The International Amateur Athletics Federation has lately released a new version of their eligibility regulations for female classification (PDF, h/t Cathy Young). It is superior to the IOC's eligibility requirements in one respect only: it actually contains references to scientific papers. Particularly, the IAAF document rests on the fulcrum of an October, 2018 Endocrine Reviews paper, "Circulating Testosterone as the Hormonal Basis of Sex Differences In Athletic Performance" by David J Handelsman, Angelica L Hirschberg, and Stephane Bermon. The concluding bullet point of their "Essential Points" section reads (emboldening mine):
Based on the nonoverlapping, bimodal distribution of circulating testosterone concentration (measured by liquid chromatography–mass spectrometry) with 95% references ranges of 7.7 to 29.4 nmol/L in healthy men and 0 to 1.7 nmol/L in healthy premenopausal women—making an allowance for women with the mild hyperandrogenism of polycystic ovary syndrome, who are overrepresented in elite athletics—the eligibility criterion for female athletic events should be a circulating testosterone concentration of <5.0 nmol/L
This of course fails to explain the results from the Karolinska Institute, which showed M2F transsexuals still retained the majority of their muscle mass (PDF) even after testosterone suppression therapy.  Handelsman et al. at least have the good sense to mention male puberty:
The strongest justification for sex classification in elite sports is that after puberty men produce 20 times more testosterone than women (4–7), resulting in circulating testosterone concentrations 15-fold higher than in children or women of any age. Age-grade competitive sporting records show no sex differences prior to puberty, whereas from the age of male puberty onward there is a strong and ongoing male advantage (8). The striking male postpubertal increase in circulating testosterone provides a major, ongoing, cumulative, and durable physical advantage in sporting contests by creating larger and stronger bones, greater muscle mass and strength, and higher circulating hemoglobin as well as possible psychological (behavioral) differences. In concert, these render women, on average, unable to compete effectively against men in power-based or endurance-based sports.

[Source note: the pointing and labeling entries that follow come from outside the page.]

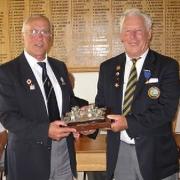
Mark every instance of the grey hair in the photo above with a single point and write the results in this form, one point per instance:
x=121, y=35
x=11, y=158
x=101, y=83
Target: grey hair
x=136, y=12
x=33, y=17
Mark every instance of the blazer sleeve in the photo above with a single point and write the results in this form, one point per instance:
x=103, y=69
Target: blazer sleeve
x=156, y=115
x=11, y=115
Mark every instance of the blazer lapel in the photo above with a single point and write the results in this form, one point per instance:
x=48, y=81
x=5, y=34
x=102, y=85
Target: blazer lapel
x=119, y=81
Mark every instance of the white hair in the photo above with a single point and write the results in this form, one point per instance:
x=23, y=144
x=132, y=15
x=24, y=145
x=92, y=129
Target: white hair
x=136, y=12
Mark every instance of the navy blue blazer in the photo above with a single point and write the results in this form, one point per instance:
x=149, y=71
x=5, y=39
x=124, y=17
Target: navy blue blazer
x=153, y=109
x=23, y=114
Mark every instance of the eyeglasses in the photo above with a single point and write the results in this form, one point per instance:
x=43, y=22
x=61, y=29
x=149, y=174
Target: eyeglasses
x=35, y=32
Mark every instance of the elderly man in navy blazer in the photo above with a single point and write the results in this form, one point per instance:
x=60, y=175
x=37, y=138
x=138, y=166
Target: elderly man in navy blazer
x=140, y=144
x=38, y=149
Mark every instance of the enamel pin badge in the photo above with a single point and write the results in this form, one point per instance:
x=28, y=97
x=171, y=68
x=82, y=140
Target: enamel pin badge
x=29, y=83
x=62, y=81
x=154, y=92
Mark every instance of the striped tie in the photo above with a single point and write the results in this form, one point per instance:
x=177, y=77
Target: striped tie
x=52, y=106
x=131, y=86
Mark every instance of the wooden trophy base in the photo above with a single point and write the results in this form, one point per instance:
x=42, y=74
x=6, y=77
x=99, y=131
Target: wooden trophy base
x=91, y=124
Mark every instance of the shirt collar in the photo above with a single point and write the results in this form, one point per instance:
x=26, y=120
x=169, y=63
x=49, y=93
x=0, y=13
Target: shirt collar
x=31, y=60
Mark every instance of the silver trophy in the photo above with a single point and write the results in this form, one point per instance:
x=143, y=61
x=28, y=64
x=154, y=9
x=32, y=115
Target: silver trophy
x=86, y=118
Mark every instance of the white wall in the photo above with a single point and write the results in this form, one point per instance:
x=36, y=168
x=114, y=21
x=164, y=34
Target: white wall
x=86, y=85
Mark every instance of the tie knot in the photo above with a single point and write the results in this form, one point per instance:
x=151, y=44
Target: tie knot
x=134, y=60
x=43, y=65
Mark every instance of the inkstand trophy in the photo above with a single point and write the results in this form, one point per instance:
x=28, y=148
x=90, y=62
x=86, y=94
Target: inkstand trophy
x=87, y=118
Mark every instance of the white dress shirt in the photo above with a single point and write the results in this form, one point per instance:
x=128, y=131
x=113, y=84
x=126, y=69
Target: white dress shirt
x=37, y=70
x=139, y=64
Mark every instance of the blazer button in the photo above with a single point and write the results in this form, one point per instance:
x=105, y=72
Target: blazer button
x=39, y=142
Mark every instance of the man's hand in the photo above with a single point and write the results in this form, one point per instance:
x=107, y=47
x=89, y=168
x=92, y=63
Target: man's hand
x=58, y=130
x=119, y=123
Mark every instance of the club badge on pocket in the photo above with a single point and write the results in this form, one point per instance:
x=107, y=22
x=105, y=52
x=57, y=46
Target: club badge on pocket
x=154, y=92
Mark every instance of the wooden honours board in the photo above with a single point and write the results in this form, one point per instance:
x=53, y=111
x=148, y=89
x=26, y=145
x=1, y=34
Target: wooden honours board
x=86, y=32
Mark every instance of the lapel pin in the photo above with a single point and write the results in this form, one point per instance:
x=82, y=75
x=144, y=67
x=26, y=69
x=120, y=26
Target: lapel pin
x=118, y=68
x=62, y=81
x=29, y=83
x=147, y=74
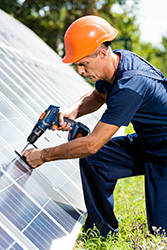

They later have the guts to bust out with an obvious truth: "If sex classification were eliminated [in sporting events], such open or mixed competitions would be dominated almost exclusively by men." But in the end, this is so much lip service. They have no way of explaining the Karolinska results without also taking into account the advantages of undergoing male puberty. It is not enough to suppress testosterone.

Update: Reminder that the IOC knew or should have known that testosterone suppression was inadequate back in 2016 when they cooked up that document. Dr. Antonia Lee last year asked several people involved in the process to comment now that there have been a significant number of M2F transsexuals beating biological women in various athletic events. Particularly interesting is the section on professor Arne Ljungqvist (note, I have added hyperlinks to the footnote):
In 2005 and writing in the Lancet (5), Ljungqvist, in a basic review of the literature commented, “…after one year of therapy, male-to-female muscle mass remained greater than that observed in the comparison female-to-male group…”. In other words, he was previously aware of at least one retained physical advantage as shown in one study that had informed the IOC’s former (2004) and more demanding participation guidelines. In the same Lancet piece, Ljungqvist also says, “Ultimately, the number of transsexual athletes who can successfully compete in open international events is likely to be small, in accord with the estimated incidence of gender dysphoria of one in about every 12 000 men and one in about every 30 000 women”.
The IAAF document looks, in this light, increasingly a product of an engineered process designed to arrive at a conclusion already decided upon.